Monday, October 25, 2004

 

Principle v. Personality

Mark A.R. Kleiman today discusses the differences between principle and personality:

While I hate to think that any friend of mine would vote against the interests of the reality-based community in the crucial upcoming election, Eugene Volokh offers a coherent reason for doing so. He prefers, he says, Republican to Democratic approaches on a wide variety of issues, and thinks that a Republican administration will be more prone to act in ways he approves of than would a Democratic administration. That difference, he says, ought usually to trump judgments about the personal qualities of those running for office in deciding how to vote.

Eugene is, I think, almost entirely right on this point. In particular, I don’t find it very plausible that one can accurately judge, from mass-media accounts, the parts of the character of a Presidential candidate relevant to his or her performance in office.


... Having an unusually high level both of tolerance for cognitive dissonance and of intellectual integrity, Eugene does not need to pretend, to himself or others, that he finds Mr. Bush to be an admirable figure, or Mr. Kerry to be a fool or a knave. He's going to vote for the party which, if it controls the government, will take the nation in the direction in which he wants it to go.

By contrast, the proposition central to the actual Republican campaign, and to the arguments of most of the pro-Bush bloggers -- that the actual human being George W. Bush is more suited to the Presidency than the actual human being John F. Kerry -- doesn't really pass the giggle test.

So very often I see writers on both sides stand by their candidate because of personality or oppose a candidate because of personality. Comparing the principles of the Republican Party against the actions of the Bush Administration a big disconnect appears. But Republicans don't want to talk about the two-ton elephant sitting in their living room. Instead, they focus on Bush as a great and steadfast leader.

Leonard Pitts, Jr. yesterday used an excellent analogy:

... (O)ne's willingness to acknowledge a painting is forged is usually inverse to the price one paid to buy it.

That's a neat summation of our present state. After Sept. 11, we wanted nothing so much as to feel safe. So some of us bought what Bush was selling — the idea that security lay not in finding a terrorist who had attacked us, but in deposing a dictator who had not.

We bought a forgery, a fake "War on Terror" for which we paid, and are still paying, a fortune in prestige, money and lives.
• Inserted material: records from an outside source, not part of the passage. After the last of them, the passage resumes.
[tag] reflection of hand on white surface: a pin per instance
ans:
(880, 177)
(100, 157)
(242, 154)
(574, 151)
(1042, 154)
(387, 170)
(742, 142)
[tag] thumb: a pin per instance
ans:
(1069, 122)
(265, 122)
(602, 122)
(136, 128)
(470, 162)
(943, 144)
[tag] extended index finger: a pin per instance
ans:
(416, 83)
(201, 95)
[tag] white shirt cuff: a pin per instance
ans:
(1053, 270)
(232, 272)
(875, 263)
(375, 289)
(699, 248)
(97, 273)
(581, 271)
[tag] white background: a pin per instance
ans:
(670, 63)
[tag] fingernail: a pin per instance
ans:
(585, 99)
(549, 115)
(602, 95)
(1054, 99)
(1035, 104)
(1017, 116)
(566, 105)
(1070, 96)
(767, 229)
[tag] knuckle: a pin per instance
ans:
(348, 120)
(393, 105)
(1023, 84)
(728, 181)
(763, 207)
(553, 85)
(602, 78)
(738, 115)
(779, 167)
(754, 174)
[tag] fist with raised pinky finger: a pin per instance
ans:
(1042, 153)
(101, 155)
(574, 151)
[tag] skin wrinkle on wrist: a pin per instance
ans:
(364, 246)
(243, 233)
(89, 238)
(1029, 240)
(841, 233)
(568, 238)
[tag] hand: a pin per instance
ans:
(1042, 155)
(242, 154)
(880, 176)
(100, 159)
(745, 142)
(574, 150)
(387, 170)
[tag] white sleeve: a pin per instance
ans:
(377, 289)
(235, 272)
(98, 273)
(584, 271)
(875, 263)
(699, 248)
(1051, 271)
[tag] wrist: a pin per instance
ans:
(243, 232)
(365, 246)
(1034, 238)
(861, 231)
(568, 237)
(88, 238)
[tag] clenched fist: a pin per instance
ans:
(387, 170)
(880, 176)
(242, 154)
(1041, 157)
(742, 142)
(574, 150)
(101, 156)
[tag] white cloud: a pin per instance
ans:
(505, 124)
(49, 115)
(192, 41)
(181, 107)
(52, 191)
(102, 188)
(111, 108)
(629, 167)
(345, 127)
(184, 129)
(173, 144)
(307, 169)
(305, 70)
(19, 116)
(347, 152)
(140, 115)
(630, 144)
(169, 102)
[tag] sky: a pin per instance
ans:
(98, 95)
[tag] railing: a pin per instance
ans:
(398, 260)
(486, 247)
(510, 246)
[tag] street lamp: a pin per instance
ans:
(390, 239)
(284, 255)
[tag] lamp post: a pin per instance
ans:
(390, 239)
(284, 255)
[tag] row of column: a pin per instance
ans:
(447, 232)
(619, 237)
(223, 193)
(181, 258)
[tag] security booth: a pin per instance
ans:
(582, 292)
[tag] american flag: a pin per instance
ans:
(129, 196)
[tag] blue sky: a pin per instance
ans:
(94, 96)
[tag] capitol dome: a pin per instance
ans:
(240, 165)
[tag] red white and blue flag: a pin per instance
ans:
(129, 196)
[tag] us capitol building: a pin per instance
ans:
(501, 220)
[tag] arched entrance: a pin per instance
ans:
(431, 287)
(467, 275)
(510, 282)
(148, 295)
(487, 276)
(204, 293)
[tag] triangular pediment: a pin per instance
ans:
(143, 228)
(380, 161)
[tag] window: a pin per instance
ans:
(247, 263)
Now we are loath to admit what anybody can see. That's a neat summation of our present state. After Sept. 11, we wanted nothing so much as to feel safe. So some of us bought what Bush was selling — the idea that security lay not in finding a terrorist who had attacked us, but in deposing a dictator who had not.

... (A)sk yourself why we're keeping that forgery on the wall.

At this point, the only people being fooled are those who want to be.